The raid at one of the city's largest wholesale and retail markets came in March, after dozens of others crackdowns on fake UGG products at warehouses and private homes around the city this year, said Fang Gang, an officer with the Hongkou District Quality and Technical Supervision Bureau.
"We take action whenever we get leads about vendors selling phony brand name items," Fang told the Global Times Thursday. "Our efforts aimed at protecting the intellectual property rights of the brands in question."
Fang said that while the vendors will be punished and fined, he admitted that finding the manufacturers of the prod-ucts, is a much more difficult task.
"Most of the sellers only contact the manufacturers by phone," he said. "They don't actually know them, and so the vendors don't even know where to find them.
"The manufacturers are smart; they offer compensation to the sellers if they get caught and can't sell them all," he added.
According to a man surnamed Shi, from the Beijing-based Zhu Cheng Law Firm, who is UGG's agent in China, Shanghai should do more to crack down on the illegal activity.

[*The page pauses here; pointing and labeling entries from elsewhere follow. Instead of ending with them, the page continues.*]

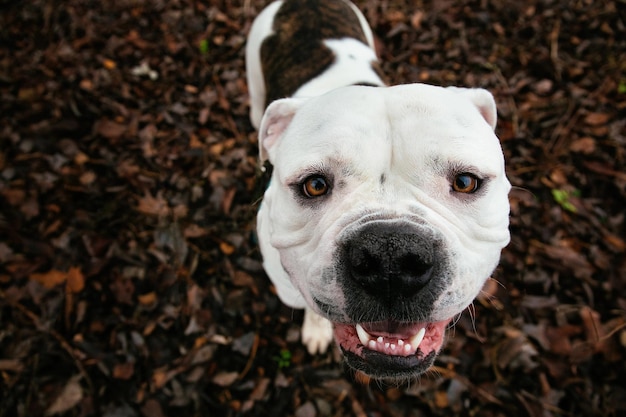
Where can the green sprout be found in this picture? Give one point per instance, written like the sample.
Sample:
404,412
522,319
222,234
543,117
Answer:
562,197
283,359
203,46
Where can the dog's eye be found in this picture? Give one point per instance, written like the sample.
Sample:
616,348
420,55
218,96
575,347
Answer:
466,183
315,186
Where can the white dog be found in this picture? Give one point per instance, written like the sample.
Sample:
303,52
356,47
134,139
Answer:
388,206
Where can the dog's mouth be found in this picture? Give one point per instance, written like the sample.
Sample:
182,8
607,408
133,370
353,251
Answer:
389,349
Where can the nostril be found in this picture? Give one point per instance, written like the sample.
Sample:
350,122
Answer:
413,266
363,262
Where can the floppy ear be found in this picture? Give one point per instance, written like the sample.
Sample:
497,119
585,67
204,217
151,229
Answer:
483,100
276,119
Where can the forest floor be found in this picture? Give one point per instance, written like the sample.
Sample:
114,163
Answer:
130,278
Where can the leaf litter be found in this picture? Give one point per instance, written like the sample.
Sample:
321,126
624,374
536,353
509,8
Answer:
130,279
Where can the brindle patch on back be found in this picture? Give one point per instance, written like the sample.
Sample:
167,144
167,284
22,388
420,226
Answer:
295,53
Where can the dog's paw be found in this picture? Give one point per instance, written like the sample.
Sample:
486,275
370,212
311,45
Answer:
317,332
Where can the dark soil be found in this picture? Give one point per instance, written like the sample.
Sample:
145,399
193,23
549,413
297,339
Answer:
130,279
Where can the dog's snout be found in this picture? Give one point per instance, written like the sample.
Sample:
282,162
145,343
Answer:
394,260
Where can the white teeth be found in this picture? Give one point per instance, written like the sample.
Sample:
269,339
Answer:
364,336
417,339
408,347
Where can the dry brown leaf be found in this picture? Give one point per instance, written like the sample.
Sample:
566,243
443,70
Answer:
596,119
75,280
123,371
148,299
110,129
50,279
153,206
225,379
71,395
584,145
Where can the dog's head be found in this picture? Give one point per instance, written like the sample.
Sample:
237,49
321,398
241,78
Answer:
387,211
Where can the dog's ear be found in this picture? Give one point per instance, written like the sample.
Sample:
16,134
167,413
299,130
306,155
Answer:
483,100
276,119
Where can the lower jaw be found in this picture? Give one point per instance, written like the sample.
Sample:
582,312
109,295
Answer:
389,368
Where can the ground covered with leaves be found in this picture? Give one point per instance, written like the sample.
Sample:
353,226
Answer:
130,279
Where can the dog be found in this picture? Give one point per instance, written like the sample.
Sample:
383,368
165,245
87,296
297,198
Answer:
387,208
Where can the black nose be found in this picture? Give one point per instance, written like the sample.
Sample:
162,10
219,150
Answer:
392,260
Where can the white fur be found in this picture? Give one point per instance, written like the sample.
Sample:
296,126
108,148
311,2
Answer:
409,133
344,71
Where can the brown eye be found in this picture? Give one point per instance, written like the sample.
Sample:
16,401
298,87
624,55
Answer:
315,186
465,183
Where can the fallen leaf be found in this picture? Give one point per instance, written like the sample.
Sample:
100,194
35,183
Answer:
71,395
110,129
75,280
225,379
50,279
596,119
124,370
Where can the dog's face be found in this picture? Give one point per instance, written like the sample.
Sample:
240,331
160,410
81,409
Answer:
387,211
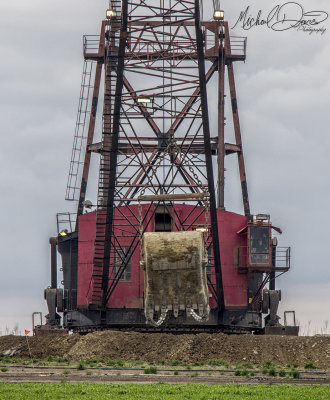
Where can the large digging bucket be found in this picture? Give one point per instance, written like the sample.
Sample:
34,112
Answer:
175,276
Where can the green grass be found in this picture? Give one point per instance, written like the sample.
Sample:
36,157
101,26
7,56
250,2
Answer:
150,370
63,391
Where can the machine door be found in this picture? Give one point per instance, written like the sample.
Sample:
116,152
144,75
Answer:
259,245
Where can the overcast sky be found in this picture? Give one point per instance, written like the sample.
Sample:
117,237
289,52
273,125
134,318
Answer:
283,93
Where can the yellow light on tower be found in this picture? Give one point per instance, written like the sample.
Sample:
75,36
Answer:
218,15
111,13
202,229
144,99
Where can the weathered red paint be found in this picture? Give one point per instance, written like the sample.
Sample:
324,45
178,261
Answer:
130,294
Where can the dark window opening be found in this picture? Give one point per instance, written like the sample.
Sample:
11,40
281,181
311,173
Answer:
120,257
163,222
259,245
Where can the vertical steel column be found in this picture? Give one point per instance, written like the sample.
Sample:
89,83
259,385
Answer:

"As many as 20 producers distributing fake UGGs have been found this year," he told the Global Times Thursday. "But because they don't face serious punishment, and never have to pay that large of a fine, many of them continue producing the fake products after they've been let off the hook."
Shi, however, admitted that Shanghai's attempts to crack down on UGG fakes fares better than those of Guangzhou, Zhenjiang and Wenzhou, where a greater number of knockoff UGG boots appear to surface.
Fang could not disclose the amount of fines the vendors would be given Thursday, but said that in previous cases, vendors caught selling knockoff merchandise were fined less than the amount of the market value of the goods in their possession.